Currently, the GC type cannot be changed at runtime or VM launch time.
The choice of GC is specified in the make process using CVM_GCCHOICE. By default,
CVM_GCCHOICE=generational.
GC Choices
The current default and only supported GC is the Generational GC.
The generational GC is set up with 2 generations:
- young generation (youngGen): a semispace copier collector
- old generation (oldGen): a mark-compact collector
Other GC choices are all experimental (and therefore not supported) code. These
GCs are not fully tested and are known to have bugs. They are provided as examples
of how to use the pluggable GC interface rather than examples of usable GCs.
These GCs are:
- Segmented Generational GC (CVM_GCCHOICE=generational-seg)

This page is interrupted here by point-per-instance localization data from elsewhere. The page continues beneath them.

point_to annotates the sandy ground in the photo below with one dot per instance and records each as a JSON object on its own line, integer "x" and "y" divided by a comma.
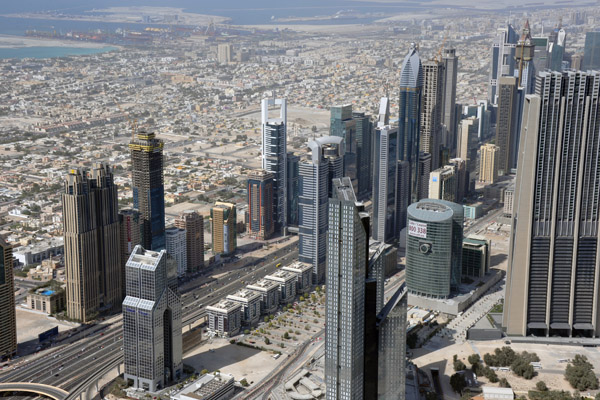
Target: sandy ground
{"x": 30, "y": 324}
{"x": 7, "y": 41}
{"x": 241, "y": 362}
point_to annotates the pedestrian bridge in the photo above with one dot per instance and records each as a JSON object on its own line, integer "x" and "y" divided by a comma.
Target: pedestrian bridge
{"x": 35, "y": 388}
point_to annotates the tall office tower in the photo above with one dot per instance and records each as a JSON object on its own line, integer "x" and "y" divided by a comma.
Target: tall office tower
{"x": 553, "y": 268}
{"x": 434, "y": 248}
{"x": 8, "y": 319}
{"x": 152, "y": 344}
{"x": 148, "y": 187}
{"x": 260, "y": 204}
{"x": 91, "y": 236}
{"x": 431, "y": 110}
{"x": 450, "y": 64}
{"x": 411, "y": 88}
{"x": 176, "y": 248}
{"x": 274, "y": 157}
{"x": 524, "y": 67}
{"x": 591, "y": 52}
{"x": 293, "y": 188}
{"x": 442, "y": 184}
{"x": 460, "y": 171}
{"x": 223, "y": 218}
{"x": 424, "y": 171}
{"x": 316, "y": 174}
{"x": 385, "y": 175}
{"x": 467, "y": 143}
{"x": 506, "y": 124}
{"x": 364, "y": 139}
{"x": 130, "y": 226}
{"x": 503, "y": 59}
{"x": 402, "y": 194}
{"x": 193, "y": 223}
{"x": 343, "y": 125}
{"x": 347, "y": 241}
{"x": 488, "y": 163}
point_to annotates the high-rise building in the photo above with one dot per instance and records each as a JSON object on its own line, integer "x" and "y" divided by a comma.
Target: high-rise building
{"x": 506, "y": 125}
{"x": 91, "y": 240}
{"x": 385, "y": 175}
{"x": 317, "y": 171}
{"x": 193, "y": 223}
{"x": 130, "y": 226}
{"x": 553, "y": 254}
{"x": 434, "y": 248}
{"x": 442, "y": 184}
{"x": 8, "y": 319}
{"x": 488, "y": 163}
{"x": 431, "y": 110}
{"x": 176, "y": 248}
{"x": 591, "y": 52}
{"x": 293, "y": 181}
{"x": 347, "y": 242}
{"x": 503, "y": 59}
{"x": 274, "y": 157}
{"x": 364, "y": 139}
{"x": 223, "y": 218}
{"x": 152, "y": 344}
{"x": 411, "y": 88}
{"x": 148, "y": 187}
{"x": 260, "y": 204}
{"x": 450, "y": 64}
{"x": 343, "y": 125}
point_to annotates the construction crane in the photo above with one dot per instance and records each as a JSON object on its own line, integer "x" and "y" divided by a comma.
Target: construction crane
{"x": 132, "y": 123}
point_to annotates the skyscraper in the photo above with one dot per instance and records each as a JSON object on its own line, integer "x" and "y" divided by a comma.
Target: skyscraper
{"x": 91, "y": 237}
{"x": 411, "y": 87}
{"x": 347, "y": 241}
{"x": 488, "y": 163}
{"x": 591, "y": 52}
{"x": 193, "y": 223}
{"x": 274, "y": 157}
{"x": 553, "y": 256}
{"x": 260, "y": 204}
{"x": 506, "y": 122}
{"x": 8, "y": 319}
{"x": 316, "y": 173}
{"x": 148, "y": 187}
{"x": 431, "y": 110}
{"x": 450, "y": 64}
{"x": 223, "y": 218}
{"x": 152, "y": 344}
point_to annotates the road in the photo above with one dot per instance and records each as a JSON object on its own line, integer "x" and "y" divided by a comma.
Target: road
{"x": 75, "y": 359}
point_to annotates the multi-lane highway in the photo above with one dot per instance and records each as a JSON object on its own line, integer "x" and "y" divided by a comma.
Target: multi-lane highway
{"x": 74, "y": 361}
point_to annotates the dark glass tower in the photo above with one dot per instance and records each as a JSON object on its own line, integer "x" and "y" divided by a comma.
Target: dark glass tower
{"x": 148, "y": 187}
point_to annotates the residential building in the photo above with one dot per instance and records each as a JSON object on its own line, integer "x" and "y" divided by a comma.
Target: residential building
{"x": 8, "y": 319}
{"x": 177, "y": 248}
{"x": 553, "y": 251}
{"x": 193, "y": 223}
{"x": 274, "y": 157}
{"x": 152, "y": 342}
{"x": 91, "y": 237}
{"x": 488, "y": 163}
{"x": 260, "y": 223}
{"x": 148, "y": 187}
{"x": 345, "y": 304}
{"x": 223, "y": 220}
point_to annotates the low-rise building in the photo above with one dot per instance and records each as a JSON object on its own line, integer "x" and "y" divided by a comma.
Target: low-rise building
{"x": 303, "y": 273}
{"x": 250, "y": 301}
{"x": 287, "y": 285}
{"x": 225, "y": 318}
{"x": 269, "y": 292}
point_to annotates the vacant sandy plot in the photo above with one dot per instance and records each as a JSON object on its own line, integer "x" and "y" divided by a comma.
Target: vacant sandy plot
{"x": 239, "y": 361}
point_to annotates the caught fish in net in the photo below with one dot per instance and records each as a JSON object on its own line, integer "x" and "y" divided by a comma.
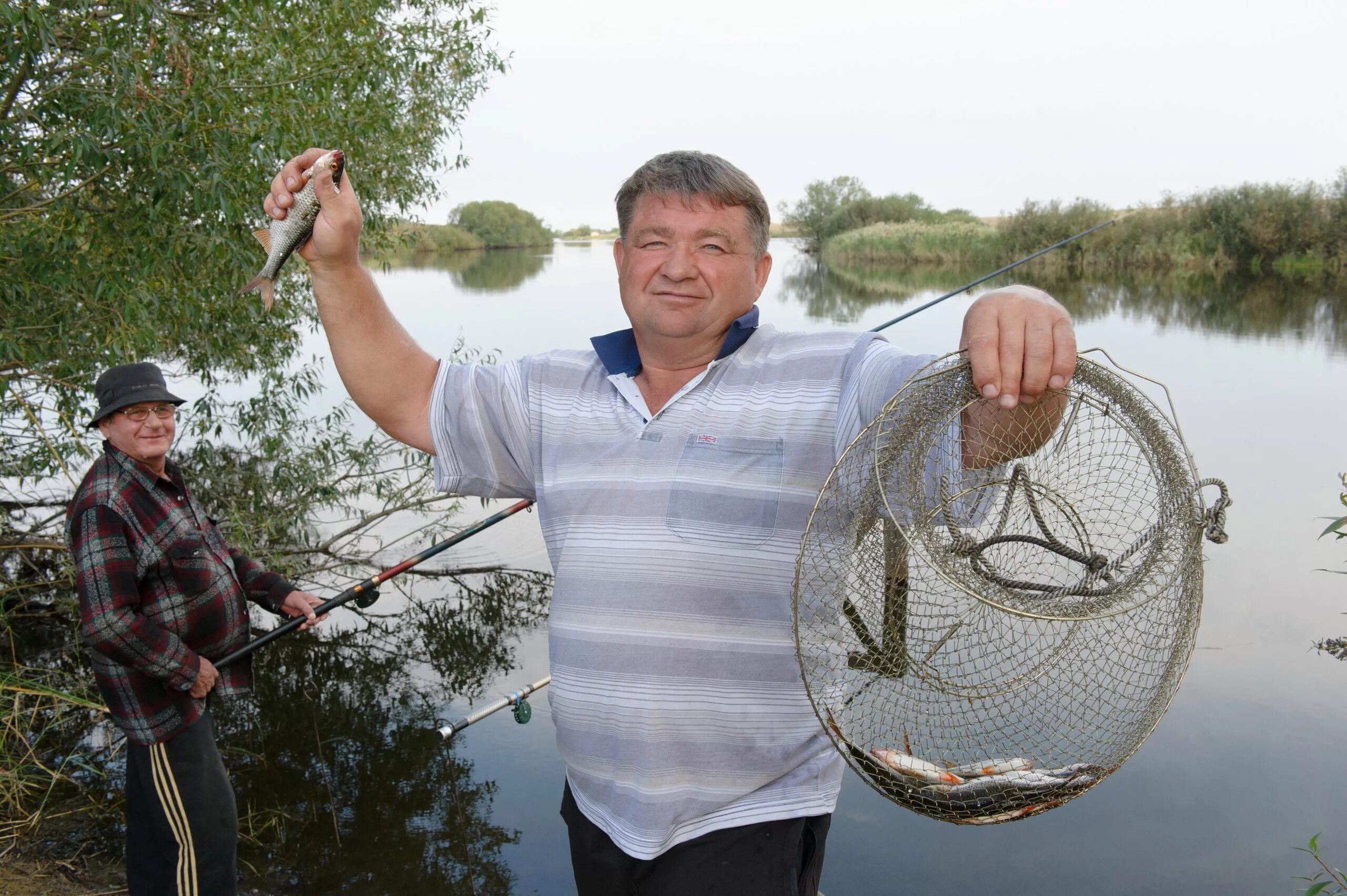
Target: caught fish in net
{"x": 988, "y": 631}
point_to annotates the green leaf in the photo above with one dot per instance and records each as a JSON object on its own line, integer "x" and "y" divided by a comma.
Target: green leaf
{"x": 1335, "y": 526}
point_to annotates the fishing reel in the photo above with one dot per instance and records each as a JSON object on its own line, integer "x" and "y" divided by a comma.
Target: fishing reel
{"x": 367, "y": 596}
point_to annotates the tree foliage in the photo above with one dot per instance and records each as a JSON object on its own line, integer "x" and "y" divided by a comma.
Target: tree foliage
{"x": 821, "y": 200}
{"x": 136, "y": 145}
{"x": 501, "y": 225}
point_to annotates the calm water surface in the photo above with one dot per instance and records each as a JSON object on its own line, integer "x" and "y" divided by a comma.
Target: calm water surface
{"x": 1247, "y": 764}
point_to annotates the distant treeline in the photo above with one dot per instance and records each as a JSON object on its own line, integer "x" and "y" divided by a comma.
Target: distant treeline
{"x": 477, "y": 225}
{"x": 1254, "y": 227}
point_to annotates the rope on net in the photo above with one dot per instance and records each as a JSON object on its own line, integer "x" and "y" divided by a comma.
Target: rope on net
{"x": 1098, "y": 566}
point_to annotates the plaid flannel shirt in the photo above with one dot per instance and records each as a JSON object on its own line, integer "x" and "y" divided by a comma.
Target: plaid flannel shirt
{"x": 158, "y": 590}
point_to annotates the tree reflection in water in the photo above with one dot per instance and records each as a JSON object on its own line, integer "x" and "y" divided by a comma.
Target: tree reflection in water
{"x": 477, "y": 270}
{"x": 343, "y": 783}
{"x": 1235, "y": 304}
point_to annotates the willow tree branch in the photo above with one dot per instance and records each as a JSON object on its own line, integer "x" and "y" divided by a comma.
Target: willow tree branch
{"x": 19, "y": 77}
{"x": 30, "y": 209}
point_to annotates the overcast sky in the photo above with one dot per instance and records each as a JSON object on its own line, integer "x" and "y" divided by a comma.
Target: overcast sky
{"x": 970, "y": 104}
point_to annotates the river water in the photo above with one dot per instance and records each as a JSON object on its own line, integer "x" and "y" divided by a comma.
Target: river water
{"x": 1247, "y": 764}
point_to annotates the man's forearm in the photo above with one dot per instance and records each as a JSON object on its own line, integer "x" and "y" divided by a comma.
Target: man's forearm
{"x": 386, "y": 373}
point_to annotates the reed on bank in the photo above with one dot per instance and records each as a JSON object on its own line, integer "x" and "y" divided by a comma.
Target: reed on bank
{"x": 1293, "y": 229}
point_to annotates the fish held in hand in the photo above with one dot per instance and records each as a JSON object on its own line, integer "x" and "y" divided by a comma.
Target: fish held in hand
{"x": 915, "y": 767}
{"x": 280, "y": 239}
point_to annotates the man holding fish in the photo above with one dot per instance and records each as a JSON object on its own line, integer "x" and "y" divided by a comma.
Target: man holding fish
{"x": 674, "y": 465}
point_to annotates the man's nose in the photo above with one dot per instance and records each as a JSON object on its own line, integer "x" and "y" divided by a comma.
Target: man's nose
{"x": 679, "y": 265}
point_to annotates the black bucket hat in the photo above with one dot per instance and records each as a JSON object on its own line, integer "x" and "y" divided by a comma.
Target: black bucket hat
{"x": 131, "y": 385}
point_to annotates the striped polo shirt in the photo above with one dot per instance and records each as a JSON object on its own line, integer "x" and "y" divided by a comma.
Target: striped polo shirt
{"x": 677, "y": 692}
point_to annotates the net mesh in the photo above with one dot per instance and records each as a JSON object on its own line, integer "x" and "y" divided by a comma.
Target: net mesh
{"x": 985, "y": 631}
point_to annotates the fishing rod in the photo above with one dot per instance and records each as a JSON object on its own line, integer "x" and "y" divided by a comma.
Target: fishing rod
{"x": 997, "y": 273}
{"x": 367, "y": 592}
{"x": 519, "y": 700}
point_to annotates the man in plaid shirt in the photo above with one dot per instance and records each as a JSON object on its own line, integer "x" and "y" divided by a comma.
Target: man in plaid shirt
{"x": 160, "y": 593}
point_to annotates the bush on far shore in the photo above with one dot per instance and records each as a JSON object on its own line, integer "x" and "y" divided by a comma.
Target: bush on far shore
{"x": 1293, "y": 229}
{"x": 501, "y": 224}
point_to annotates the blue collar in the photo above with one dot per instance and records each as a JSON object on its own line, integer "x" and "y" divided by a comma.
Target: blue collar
{"x": 617, "y": 351}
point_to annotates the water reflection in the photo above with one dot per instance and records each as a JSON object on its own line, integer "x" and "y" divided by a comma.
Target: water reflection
{"x": 341, "y": 781}
{"x": 477, "y": 270}
{"x": 1235, "y": 304}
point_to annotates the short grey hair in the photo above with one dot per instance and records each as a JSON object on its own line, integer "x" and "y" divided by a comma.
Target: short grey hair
{"x": 689, "y": 176}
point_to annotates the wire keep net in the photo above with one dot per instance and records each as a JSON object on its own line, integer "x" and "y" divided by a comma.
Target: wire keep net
{"x": 987, "y": 637}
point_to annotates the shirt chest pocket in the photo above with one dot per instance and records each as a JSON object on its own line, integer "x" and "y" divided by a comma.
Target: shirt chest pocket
{"x": 727, "y": 491}
{"x": 190, "y": 563}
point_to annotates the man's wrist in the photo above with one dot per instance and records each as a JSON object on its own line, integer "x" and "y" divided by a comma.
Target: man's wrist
{"x": 335, "y": 273}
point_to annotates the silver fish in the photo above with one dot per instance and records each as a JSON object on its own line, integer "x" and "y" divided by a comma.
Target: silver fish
{"x": 1007, "y": 783}
{"x": 1074, "y": 770}
{"x": 282, "y": 237}
{"x": 992, "y": 767}
{"x": 915, "y": 767}
{"x": 1009, "y": 816}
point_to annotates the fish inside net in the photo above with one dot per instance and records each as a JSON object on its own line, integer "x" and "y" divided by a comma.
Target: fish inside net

Consists or 3 generations:
- eden generation (edenGen): single space eden
- young generation (youngGen): a semispace copier survivor space
- old generation (oldGen): a mark-compact collector
This GC attempts to implement a resizable heap using chunky allocation.
- MarkSweep GC (CVM_GCCHOICE=marksweep)
A non-compacting mark sweep collector. Objects are freed into a free list.
- SemiSpace GC (CVM_GCCHOICE=semispace)
A semispace copier collector.
The rest of this document will talk solely about the Generational GC implementation.
YoungGen Root Scans
Previously, the youngGen uses Cheney scanning i.e. it uses the new semispace as a queue
of objects to scan. Live objects in the old semispace are copied over to the new
semispace to be scanned later. However, this results in breadth-first scanning of
child objects.
It was discovered that depth-first scanning can have very positive effects on
application code performance because depth-first scanning creates better data cache
locality. The youngGen now does depth-first scans.
Resizing the heap
Currently, only the oldGen can be resized at runtime. Resizing is done using the
underlying OS's memory mapping capabilities. At VM boot time, the GC reserves a
contiguous region of memory for its heap. As needed, some portion of this region
is committed (i.e. physical memory is assigned to it). This mechanism is only
possible in the presence of a virtual memory manager.
If virtual memory management is not available, the heap implementation falls back
on malloc'ing the entire region in one go. Hence, the heap will be fixed sized,
and the size is determined during heap initialization at VM boot time.